I called for an industry behavioural code back in January because it seemed to me that a written statement was the only sufficient and appropriate response to the results of The Bookseller’s survey into sexual harassment in the book trade. The books business is founded on shared beliefs: in the importance of free expression, the power of the written word and the enduring value of storytelling. But I am delighted that today we are setting out a Commitment to another fundamental principle we all share: the urgent need to build an inclusive and safe professional environment which will protect every individual working in our industry from harassment or prejudice of any kind.

The blog I wrote back in January provoked impassioned messages of support, which reassured me that I was hitting on something truthful and important; but although the tone of the code I started to write in my head was authoritative and principled, it was also inconsistent and emotional, as personal statements tend to be. It was clearly informed by anger, defensiveness, and distress: on my behalf and on behalf of other women who had shared their frustrations and humiliations with me. And I had no clear map for how to turn my demand for a "re-reading" of our professional relationships into anything that properly reflected the needs of a whole business sector.

Fortunately, my colleagues at the Publishers Association, the Society of Authors and the Booksellers Association were quick to agree to work on a ‘code’ together.

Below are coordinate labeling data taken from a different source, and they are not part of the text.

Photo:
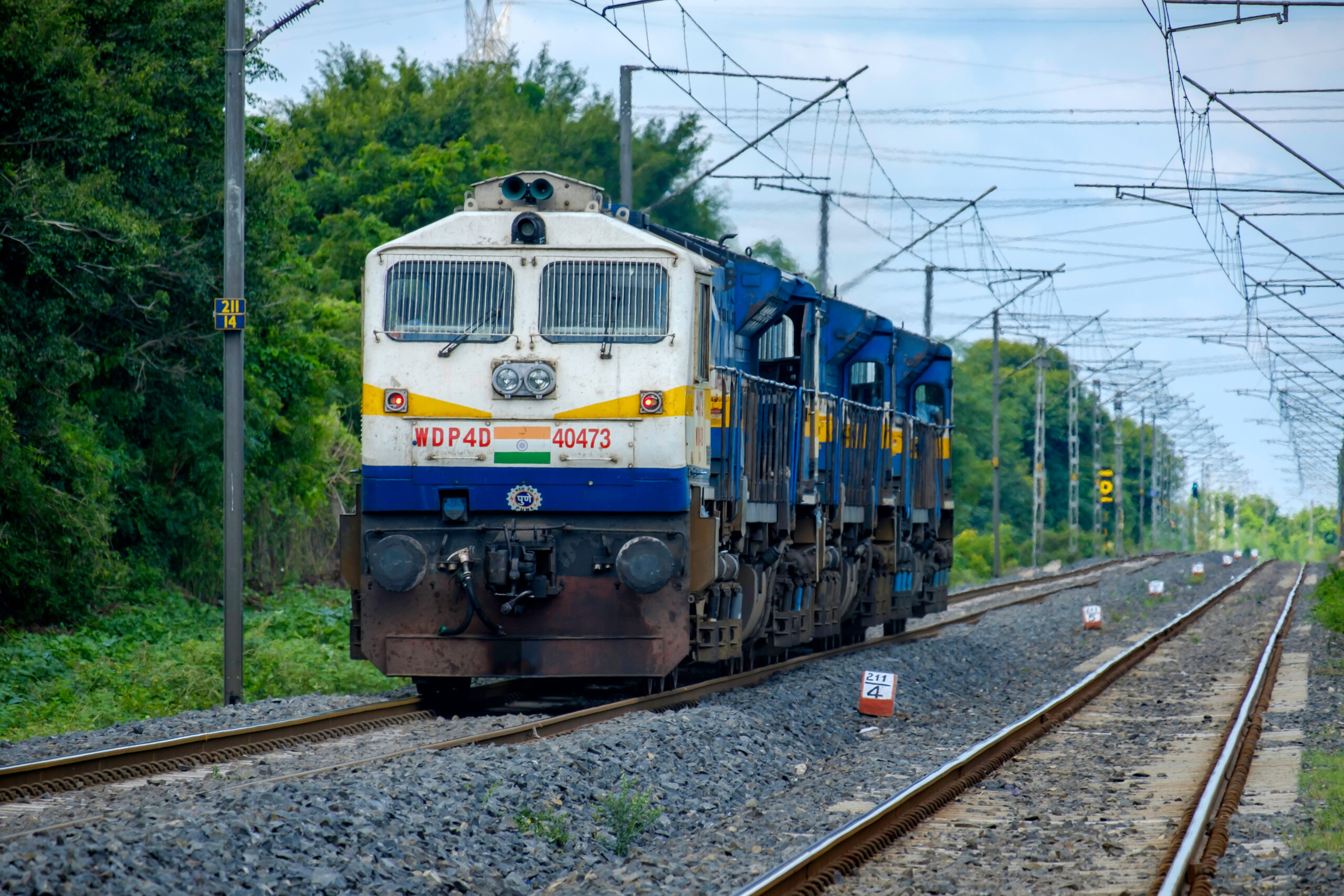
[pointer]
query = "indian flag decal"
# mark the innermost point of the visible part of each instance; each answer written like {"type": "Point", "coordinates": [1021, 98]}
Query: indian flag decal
{"type": "Point", "coordinates": [522, 444]}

Throughout the past year of conversations with my colleagues across the industry, I have held fast onto the most important ideas that informed my blog post, but today I am grateful to those who worked with me to turn my idea for a written code into something much more: a Commitment, one we can proudly title ‘industry-wide’ because it was co-authored, jointly conceived, workshopped and endorsed by all its stakeholders.

In an initial consultation meeting bringing together a representative group of people who work across the broad spectrum of the industry, it quickly became apparent that as well as the need to address the prevalence of sexual harassment within our industry, there was just as great a concern among the participants about other behaviours that, alongside sexual harassment, were ultimately about power and its abuses.

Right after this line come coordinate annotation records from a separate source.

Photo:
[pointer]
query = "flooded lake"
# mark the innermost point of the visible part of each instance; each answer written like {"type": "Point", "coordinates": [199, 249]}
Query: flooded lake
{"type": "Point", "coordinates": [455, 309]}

The draft document drawn up following this meeting was fervent and heatedly expressive – and many pages long. The Commitment issued today distils and unites these diverse voices in a document which addresses freedom of speech, diversity and inclusion as well as sexual and other harassment, discrimination, bullying and intimidation. I would like to pay tribute to the contribution made by Auriol Bishop, an experienced copywriter and creative director at Hachette, who gave generously of her ideas, time, and words and without whose work I would have struggled to transform the things I heard from industry colleagues into the Commitment you read today.

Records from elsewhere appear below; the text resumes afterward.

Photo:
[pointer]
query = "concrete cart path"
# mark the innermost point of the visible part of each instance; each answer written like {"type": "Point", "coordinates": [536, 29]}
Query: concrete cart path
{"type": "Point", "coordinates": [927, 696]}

We have tried to go further than to remind everyone of what unacceptable behaviour looks like. We have tried to press 'reset' on our complex business relationships, redrawing the line between the personal and the professional and writing a new definition of what power looks like in the books industry. It was important to me to name each participant in our industry a colleague, whether employee or freelancer, author, bookseller or publisher; and to remind us of the basics: when we are working, we are at work, wherever that might be. When we are at work, we must behave with professional respect for our colleagues.

And, although we are all colleagues, we are not all equally powerful in every situation. In fact, one of the unusual aspects of ours and the other creative industries, in which we often have to compete for access and opportunity, is that every one of us can be more powerful or less powerful than the people with whom we are working. Our Commitment asks that we carefully consider the ways we wield power in any relationship within our business, because it is only by recognising our power that we can commit to using that power non-abusively. An older male author pressurising a female bookseller into a late night drink after a book event may be in a position of greater power; that same bookseller may be in a position of greater power than the author when the author has come into the shop hoping to encourage the bookseller to support his work. If that same author depends on a young female editor for his next publishing contract, he is less powerful than she. And that same relatively powerful editor, being asked to dance by her m.d. at a party at a Book Fair, may feel disempowered from saying no.

In making a renewed commitment to good professional behaviour—to listening to one another, to speaking up, and to being a good ally to every colleague by refusing to be complicit in the silence that accompanies most abuses of power—we are renewing our commitment to our other shared values. We must all be safe and free to be creative and energetic in our work of making and promoting books. We recognise the ultimate power of the written word as we publish our Commitment today. We will all tell our stories, unimpeded by fear or prejudice.